Отвернувшись в очередной раз, Аттолия почувствовала прикосновение к волосам, а повернувшись, встретила шальной взгляд Евгенидиса. Затем она почувствовала, как ее тщательно уложенные косы плавно стекают вниз по шее и плечам. Евгенидис, двигаясь синхронно с царицей, по одной вытаскивал шпильки из ее волос каждый раз, когда она поворачивалась к нему спиной. Остальные заколки ослабли, и волосы свободно рассыпались по спине. Тяжелые пряди качнулись, когда она поворачивалась, и последняя из шпилек отскочила и покатилась по мраморному полу.
Царица была на пару дюймов выше Евгенидиса, и он приподнялся на цыпочки, чтобы дотянуться до ее затылка. Тем, кто смотрел со стороны, могло показаться, что он парит над полом, без видимых усилий бросив вызов силам природы. Фрезина, старшая из служанок царицы, из-за спинки трона наблюдала, как ее царица пляшет, словно пламя на ветру, со своим царем, забывшем о силе притяжения. Они двигались все быстрее и быстрее, ни разу не запнувшись, пока музыка не взвизгнула на самой высокой ноте и танцоры не замерли, откинувшись назад и удерживая друг друга от падения крепко сцепленными руками. Потом музыка прекратилась, и танец закончился.
Волосы и юбка царицы качнулись в последний раз и замерли. Она хладнокровно отвела пряди с лица и использовала одну из них, чтобы обернуть ею собранную на затылке шевелюру.
Царь озабоченно нахмурился. Медленно повернувшись, он осмотрел пол у себя под ногами.
— Ага, — сказал он и, шагнув в сторону, быстро нагнулся, чтобы что-то поднять.
Выпрямившись, он сунул руку в карман и вытащил ее, полную шпилек.
Он протянул их царице.
— Прошу извинить, мой царь. Мне надо ненадолго уйти, чтобы причесаться.

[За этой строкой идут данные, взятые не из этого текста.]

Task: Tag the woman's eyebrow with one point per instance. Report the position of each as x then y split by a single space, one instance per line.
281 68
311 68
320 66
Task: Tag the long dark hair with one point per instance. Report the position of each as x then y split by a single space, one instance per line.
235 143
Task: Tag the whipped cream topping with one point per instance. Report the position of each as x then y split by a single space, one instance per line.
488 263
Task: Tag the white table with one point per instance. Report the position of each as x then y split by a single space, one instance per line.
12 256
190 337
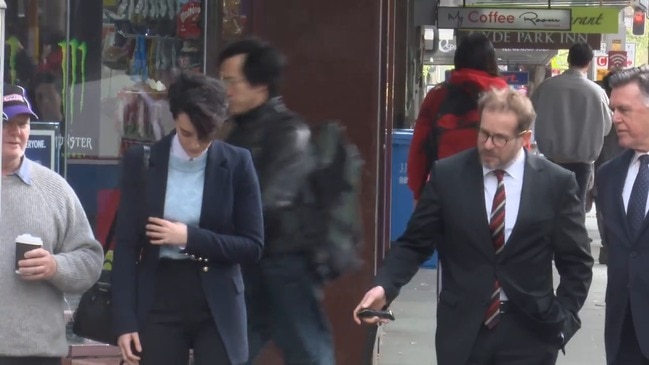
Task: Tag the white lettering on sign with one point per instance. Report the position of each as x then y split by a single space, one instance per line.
80 142
501 18
36 144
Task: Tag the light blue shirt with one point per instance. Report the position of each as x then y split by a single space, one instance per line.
184 195
24 172
513 181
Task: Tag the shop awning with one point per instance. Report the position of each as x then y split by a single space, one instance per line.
532 3
505 57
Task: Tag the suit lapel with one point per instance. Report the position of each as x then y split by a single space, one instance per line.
473 196
217 175
157 176
617 184
156 181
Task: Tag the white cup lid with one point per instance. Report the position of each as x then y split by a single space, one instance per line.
29 239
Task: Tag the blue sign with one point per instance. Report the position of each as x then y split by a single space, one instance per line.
511 77
44 145
516 77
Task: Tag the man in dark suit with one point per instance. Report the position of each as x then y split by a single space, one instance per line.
622 186
498 216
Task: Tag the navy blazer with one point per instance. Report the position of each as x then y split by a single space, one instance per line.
628 259
230 233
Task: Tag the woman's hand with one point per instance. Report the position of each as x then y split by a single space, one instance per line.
128 343
164 232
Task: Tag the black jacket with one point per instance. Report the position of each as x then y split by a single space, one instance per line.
229 234
278 140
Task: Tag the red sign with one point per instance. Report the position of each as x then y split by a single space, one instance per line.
616 59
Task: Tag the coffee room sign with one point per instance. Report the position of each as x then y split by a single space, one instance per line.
533 19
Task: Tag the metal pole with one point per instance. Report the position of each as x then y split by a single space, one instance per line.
3 8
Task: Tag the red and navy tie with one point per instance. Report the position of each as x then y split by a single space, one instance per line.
497 228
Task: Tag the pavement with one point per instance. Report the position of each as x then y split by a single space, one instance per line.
410 339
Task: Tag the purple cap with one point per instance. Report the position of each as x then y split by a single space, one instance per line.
14 102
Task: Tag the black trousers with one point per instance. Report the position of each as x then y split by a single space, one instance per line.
30 361
511 342
180 320
629 352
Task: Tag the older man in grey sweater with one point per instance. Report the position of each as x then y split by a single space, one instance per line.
572 117
39 202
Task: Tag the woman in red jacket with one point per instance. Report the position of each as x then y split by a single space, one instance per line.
476 67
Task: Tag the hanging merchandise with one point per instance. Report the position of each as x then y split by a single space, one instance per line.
189 19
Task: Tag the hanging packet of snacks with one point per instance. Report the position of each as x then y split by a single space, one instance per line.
189 19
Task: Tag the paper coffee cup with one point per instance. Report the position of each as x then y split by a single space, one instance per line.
25 243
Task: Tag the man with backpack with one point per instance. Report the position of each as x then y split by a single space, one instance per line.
448 119
573 117
283 292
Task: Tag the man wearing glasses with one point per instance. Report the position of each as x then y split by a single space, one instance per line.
498 216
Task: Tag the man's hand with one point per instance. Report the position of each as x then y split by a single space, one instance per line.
127 343
373 299
38 264
164 232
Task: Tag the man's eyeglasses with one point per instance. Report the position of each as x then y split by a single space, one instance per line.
497 139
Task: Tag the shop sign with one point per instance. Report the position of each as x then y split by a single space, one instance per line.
541 40
616 59
42 146
504 18
596 20
516 77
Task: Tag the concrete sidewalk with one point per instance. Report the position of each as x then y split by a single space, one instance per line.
410 340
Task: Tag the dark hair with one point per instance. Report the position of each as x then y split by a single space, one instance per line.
203 99
640 75
580 55
606 81
263 64
475 51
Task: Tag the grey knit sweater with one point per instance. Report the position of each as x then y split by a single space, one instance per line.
31 313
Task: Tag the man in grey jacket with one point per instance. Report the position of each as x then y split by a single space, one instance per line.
572 117
39 202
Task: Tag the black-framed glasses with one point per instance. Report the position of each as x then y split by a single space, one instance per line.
498 140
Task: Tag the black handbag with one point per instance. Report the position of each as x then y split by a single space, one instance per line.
93 318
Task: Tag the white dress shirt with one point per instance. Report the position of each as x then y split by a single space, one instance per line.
631 174
513 180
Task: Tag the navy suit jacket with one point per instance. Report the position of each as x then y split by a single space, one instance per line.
230 233
628 259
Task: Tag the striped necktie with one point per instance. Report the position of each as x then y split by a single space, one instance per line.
497 228
637 206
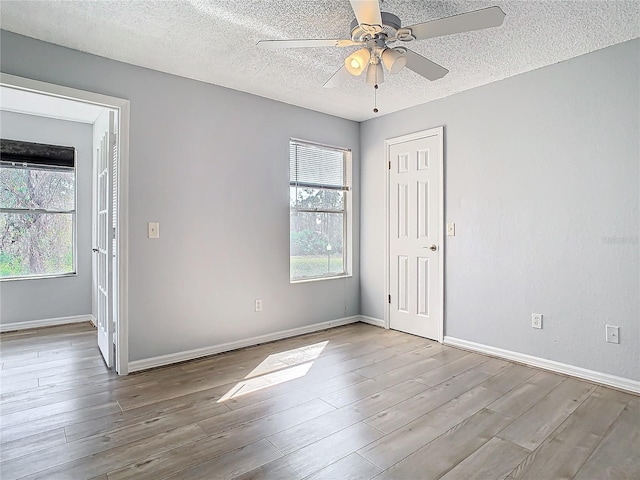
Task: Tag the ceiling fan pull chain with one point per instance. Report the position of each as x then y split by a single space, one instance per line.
375 98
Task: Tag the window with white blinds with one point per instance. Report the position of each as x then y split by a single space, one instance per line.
37 210
319 204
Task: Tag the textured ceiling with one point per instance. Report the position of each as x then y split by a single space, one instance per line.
214 41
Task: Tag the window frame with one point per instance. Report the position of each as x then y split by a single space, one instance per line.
347 215
27 211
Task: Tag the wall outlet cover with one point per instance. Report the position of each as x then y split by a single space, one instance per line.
613 334
536 320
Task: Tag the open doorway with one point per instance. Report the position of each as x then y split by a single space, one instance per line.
108 118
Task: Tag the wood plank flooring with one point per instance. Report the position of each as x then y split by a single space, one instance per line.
354 402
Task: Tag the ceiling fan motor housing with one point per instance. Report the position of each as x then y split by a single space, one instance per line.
390 25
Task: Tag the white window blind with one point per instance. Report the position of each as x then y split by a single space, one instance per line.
316 166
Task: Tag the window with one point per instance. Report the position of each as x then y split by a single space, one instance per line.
37 210
319 210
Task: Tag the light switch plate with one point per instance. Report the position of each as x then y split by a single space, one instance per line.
451 229
153 230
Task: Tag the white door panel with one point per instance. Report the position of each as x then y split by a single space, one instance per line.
104 145
415 228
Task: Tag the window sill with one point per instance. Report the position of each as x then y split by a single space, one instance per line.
39 277
320 279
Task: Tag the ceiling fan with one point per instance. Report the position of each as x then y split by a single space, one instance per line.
373 31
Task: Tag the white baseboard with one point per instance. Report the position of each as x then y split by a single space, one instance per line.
376 322
163 360
621 383
46 322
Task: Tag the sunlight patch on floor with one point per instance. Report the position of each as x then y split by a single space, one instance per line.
277 368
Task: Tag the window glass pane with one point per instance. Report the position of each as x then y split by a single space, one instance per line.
37 188
316 198
316 244
36 244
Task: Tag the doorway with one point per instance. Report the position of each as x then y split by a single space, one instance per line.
114 337
415 234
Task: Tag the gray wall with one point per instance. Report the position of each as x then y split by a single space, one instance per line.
211 165
25 300
542 181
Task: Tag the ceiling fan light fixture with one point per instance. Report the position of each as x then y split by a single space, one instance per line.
375 74
357 61
393 60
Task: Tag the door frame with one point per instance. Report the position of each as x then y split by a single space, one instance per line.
122 107
387 270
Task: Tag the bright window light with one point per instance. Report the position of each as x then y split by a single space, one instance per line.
277 368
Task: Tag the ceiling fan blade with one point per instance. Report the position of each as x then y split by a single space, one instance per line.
277 44
465 22
338 78
367 11
424 66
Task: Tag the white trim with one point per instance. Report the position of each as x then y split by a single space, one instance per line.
122 106
162 360
45 322
621 383
376 322
387 146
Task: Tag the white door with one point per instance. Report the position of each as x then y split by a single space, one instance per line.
105 154
416 233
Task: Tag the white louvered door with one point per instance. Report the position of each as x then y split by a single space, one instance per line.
104 147
415 235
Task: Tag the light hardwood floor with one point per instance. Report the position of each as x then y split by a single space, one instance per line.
355 402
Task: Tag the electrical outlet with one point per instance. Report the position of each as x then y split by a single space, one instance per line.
451 229
536 320
153 230
613 334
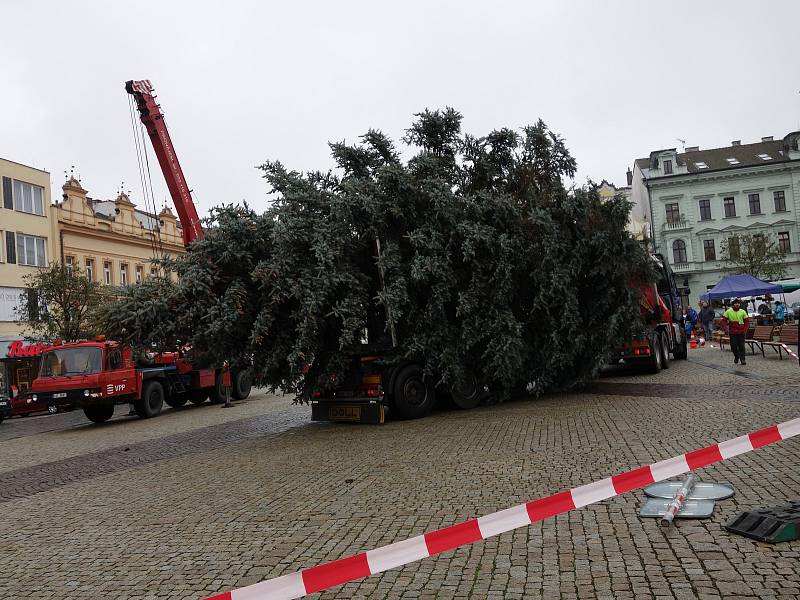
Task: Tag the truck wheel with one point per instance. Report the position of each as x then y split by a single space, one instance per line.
664 351
151 401
681 350
467 392
99 413
655 354
414 394
218 391
198 396
242 383
176 400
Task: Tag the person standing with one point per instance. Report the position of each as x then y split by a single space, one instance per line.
780 312
707 319
691 320
737 321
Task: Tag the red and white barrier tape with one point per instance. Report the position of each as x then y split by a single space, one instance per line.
328 575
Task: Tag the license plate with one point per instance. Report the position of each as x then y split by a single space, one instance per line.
344 413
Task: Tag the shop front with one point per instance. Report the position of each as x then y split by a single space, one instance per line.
19 365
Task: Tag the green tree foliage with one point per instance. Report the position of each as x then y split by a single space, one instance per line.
60 303
487 262
756 254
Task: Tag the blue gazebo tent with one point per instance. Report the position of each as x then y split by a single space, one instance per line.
737 286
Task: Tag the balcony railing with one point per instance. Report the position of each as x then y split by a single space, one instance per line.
677 225
682 267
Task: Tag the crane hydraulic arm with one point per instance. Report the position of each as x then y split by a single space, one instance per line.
153 120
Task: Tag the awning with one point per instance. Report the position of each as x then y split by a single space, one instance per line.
735 286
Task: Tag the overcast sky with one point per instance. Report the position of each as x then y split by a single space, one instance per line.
242 82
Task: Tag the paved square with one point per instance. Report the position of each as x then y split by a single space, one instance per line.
205 499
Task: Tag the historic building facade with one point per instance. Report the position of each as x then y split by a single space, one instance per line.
699 198
112 241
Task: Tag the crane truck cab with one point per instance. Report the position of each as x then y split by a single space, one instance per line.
97 375
664 322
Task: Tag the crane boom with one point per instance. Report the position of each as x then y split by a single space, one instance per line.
153 120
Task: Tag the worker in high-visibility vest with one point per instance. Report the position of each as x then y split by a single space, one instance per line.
737 321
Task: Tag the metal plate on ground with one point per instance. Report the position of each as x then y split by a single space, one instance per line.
691 509
700 491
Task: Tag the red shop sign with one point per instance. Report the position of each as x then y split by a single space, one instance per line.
20 350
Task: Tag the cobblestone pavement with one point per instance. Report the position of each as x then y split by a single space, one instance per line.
187 524
77 436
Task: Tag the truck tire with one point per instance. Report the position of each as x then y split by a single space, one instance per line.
242 383
681 350
655 354
414 394
664 351
99 413
198 396
176 400
467 393
151 400
218 391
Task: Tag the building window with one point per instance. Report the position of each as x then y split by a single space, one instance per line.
733 247
708 250
780 201
31 251
679 252
673 214
28 198
705 209
755 203
11 248
730 206
783 241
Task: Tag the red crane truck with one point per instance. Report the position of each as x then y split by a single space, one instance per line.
96 375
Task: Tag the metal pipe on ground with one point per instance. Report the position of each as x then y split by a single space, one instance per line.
678 500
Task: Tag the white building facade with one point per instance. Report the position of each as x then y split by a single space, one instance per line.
699 198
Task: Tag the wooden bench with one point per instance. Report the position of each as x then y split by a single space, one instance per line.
788 336
762 335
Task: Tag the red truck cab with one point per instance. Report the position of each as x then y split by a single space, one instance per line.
97 375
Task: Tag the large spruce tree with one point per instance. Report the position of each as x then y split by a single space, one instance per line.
471 255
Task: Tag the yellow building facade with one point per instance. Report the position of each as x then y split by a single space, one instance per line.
112 241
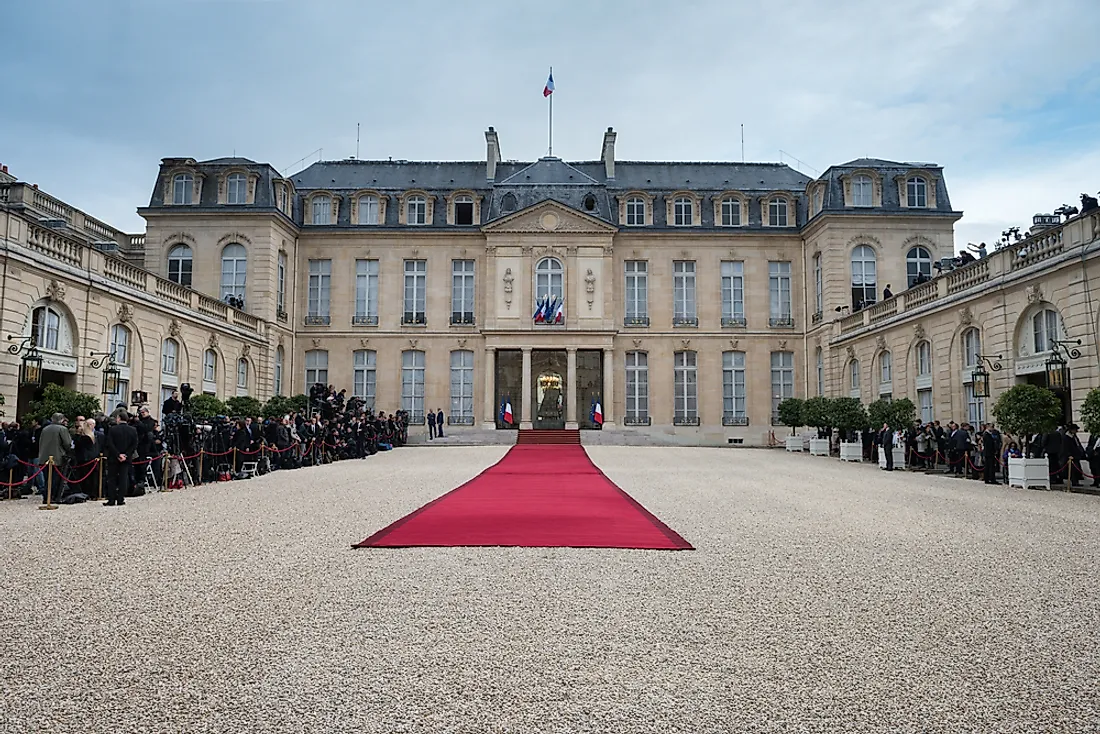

— Конечно, — сказал царь, нежно повторив ее слово, недавно сказанное ею в порыве раздражения.
Он поклонился. Царица наклонила голову и обернулась. Она прошла мимо трона к лестнице, и ее служанки по очереди присоединялись к ней.
Ген вернулся на трон, и уселся, выглядя при этом довольным, как сытый кот.
Фрезина, присоединяясь к царице, услышала, как Элия бормочет себе под нос:
— Для кого он устроил это представление?
— Для тех, у кого есть глаза, чтобы видеть, — прошептала Фрезина через плечо.
Стоявший рядом Орнон молча согласился.